Does the love for art pull you towards the corridor of an art gallery every time? Ever felt like spending hours admiring those beautiful sculptures? If you are nodding your head to these questions, then The Government Museum and Art Gallery Chandigarh is the right place to visit. The museum is located at Jan Marg, 10C, Sector 10 C, Chandigarh 160011
It is open to the public every day (except Monday) from 10.00 A.M to 4.30 P.M.
It is one of the most amazing museums in the country. Designed by Le Corbusier, it is said to be the largest home to the collections of Gandhara sculptures, and Pahari and Miniature paintings with the best art gallery in Chandigarh.

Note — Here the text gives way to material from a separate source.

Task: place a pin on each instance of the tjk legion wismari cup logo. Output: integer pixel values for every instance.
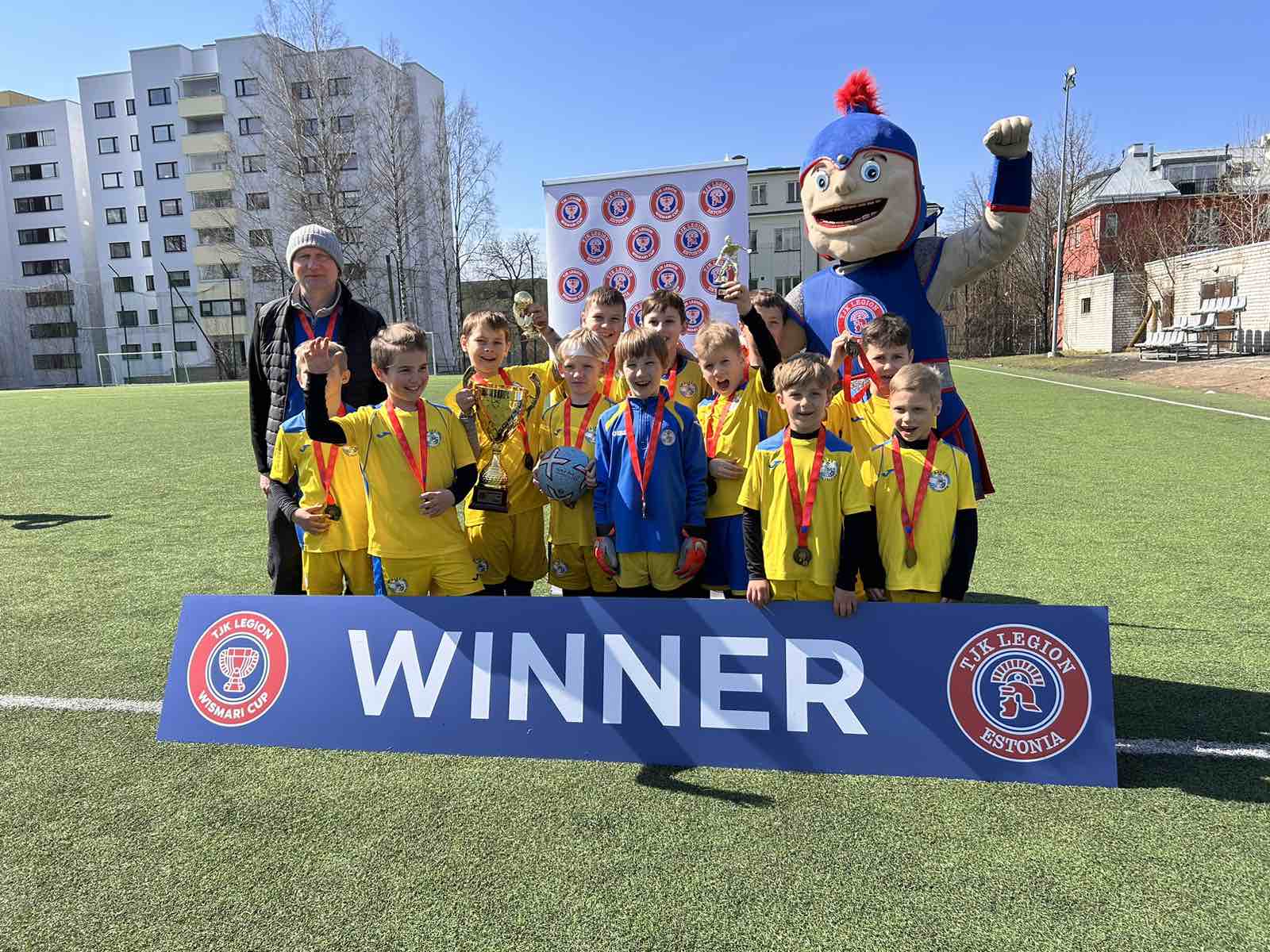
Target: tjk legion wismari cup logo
(1019, 693)
(238, 670)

You can spend your entire day, in this land of art and sculptures. If you’re from the City Beautiful, this part lies on the “Geri Route” which is another happening place of the city. The Government College of Art is situated right in the center of the city with one of the best sprawling campus; on one side and the Museums of Architecture and Natural History on the other. This place has served as one of the best museums in Chandigarh. It is heaven for tourists, researchers, students of school and families who have a special love for art in their hearts.
However, there are more stories and facts that might interest you about the Government Museum and Art Gallery. The stories and secrets hidden behind the art of the Museum make it more alluring to visitors.
Two Wars and the outcome is a Museum
We never studied anything about India’s war with China in 1962? And even if we did how it is be related with the Chandigarh Museum?
The war with China was meant to cease the extra expenditure and thus, the museum construction came to a halt. Though the construction workers threatened to sue the Punjab Government, due to such conditions it stopped. As soon as the morale of nation boosted after the India-Pakistan War in 1965 providing the funds back, this construction was revived back.
Hence, the city was gifted its first museum. Making its place even before we could have reached the museum, the Patton tank registered its presence. It was seized by the Indian Army during the 1965 war against Pakistan from Amritsar sector.
The Government Museum and Art Gallery Chandigarh architecture:
Ratna Fabri was one of the leading interior and furniture designers of that time. She proudly held her name as the interior designer and a part of creating The Government Museum and Art Gallery Chandigarh architecture. Her decor for various projects had won great accolade at the New York World Fair 1964, the Montreal and Osaka Fairs. Besides this, she was one of the artists who were in a great demand for Government decor projects.
Her creations including display units and furniture stand as timeless pieces in this art gallery in Chandigarh. It continues to be a part of the Museum’s heritage until today. And it won’t be an exaggeration to claim that her work at the Museum is her best creation.
The Stolen Paintings:
The trends that we follow nowadays have a legacy passed on from our ancestors. A similar curious trend is followed at the museum after a theft incident in 1970.
As they say, about 102 miniature paintings were stolen on the night of July 22, 1970. Although about 43 of were somehow returned to the museum in an anonymous parcel, since that day, museum staff regularly makes ‘prasad’ every fifteen days to avoid such accidents.
The Great Gandhara Sculpture Exchange:
Coming all the way from the National Museum in Delhi, The Government Museum and Art Gallery is decorated with the Jain Goddess Padmavati’s sculpture. Sitting comfortably outside the Museum she was brought in exchange for a Gandhara sculpture.
The Adi Granth at the Museum:
The sacred scripture of Sikhism, Adi Granth, also called Granth or Granth Sahib is a collection of nearly 6,000 hymns of the Sikh Gurus. After the partition, the Indian Army recovered many Adi-Granths from Gurudwaras in Pakistan. They were brought to Amritsar and given to Shiromani Gurdwara Parbandhak Committee.
But the manuscripts seen today at the Chandigarh Museum would have been cremated if it wasn’t noticed by Mr. Shamsher Singh, a librarian at SGPC. He found the name “Nirankari Durbar” written on these. Thus they were immediately handed to Mr. Man Singh Nirankari who then regained and preserved them. After a few years, he donated these to the Museum.
Gurcharan Singh’s Ceramic Gallery:
The museum has been a home to many different artists all over India. Bringing to you another story behind the pots you might come across during your visit, they say that one of the greatest figures in the world of contemporary Indian pottery was Gurcharan Singh. He was the founder of the Delhi Blue Pottery Trust and is known to single-handedly bring awareness of studio pottery into India. But during the riots of 1984, his Delhi studio was attacked by the mobs. Thus, he decided to gift his precious art to the Museum for safety. And now the museum is safeguarding his art – around 250 pots.
Government museum and art gallery have a nominal entry charge of INR 10. The place stands as a gift built on Corbusier’s concept of “a Museum of Unlimited Growth”. It is one of the best museums in Chandigarh and a witness to many stories. It is clear from these beautiful narratives how an ever-growing collection it has. The museum has been a home to art and art-lovers right from day one giving the city of Chandigarh a culture to be proud of. To keep up this legacy in flow, I am sure you will be enthralled after visiting this place.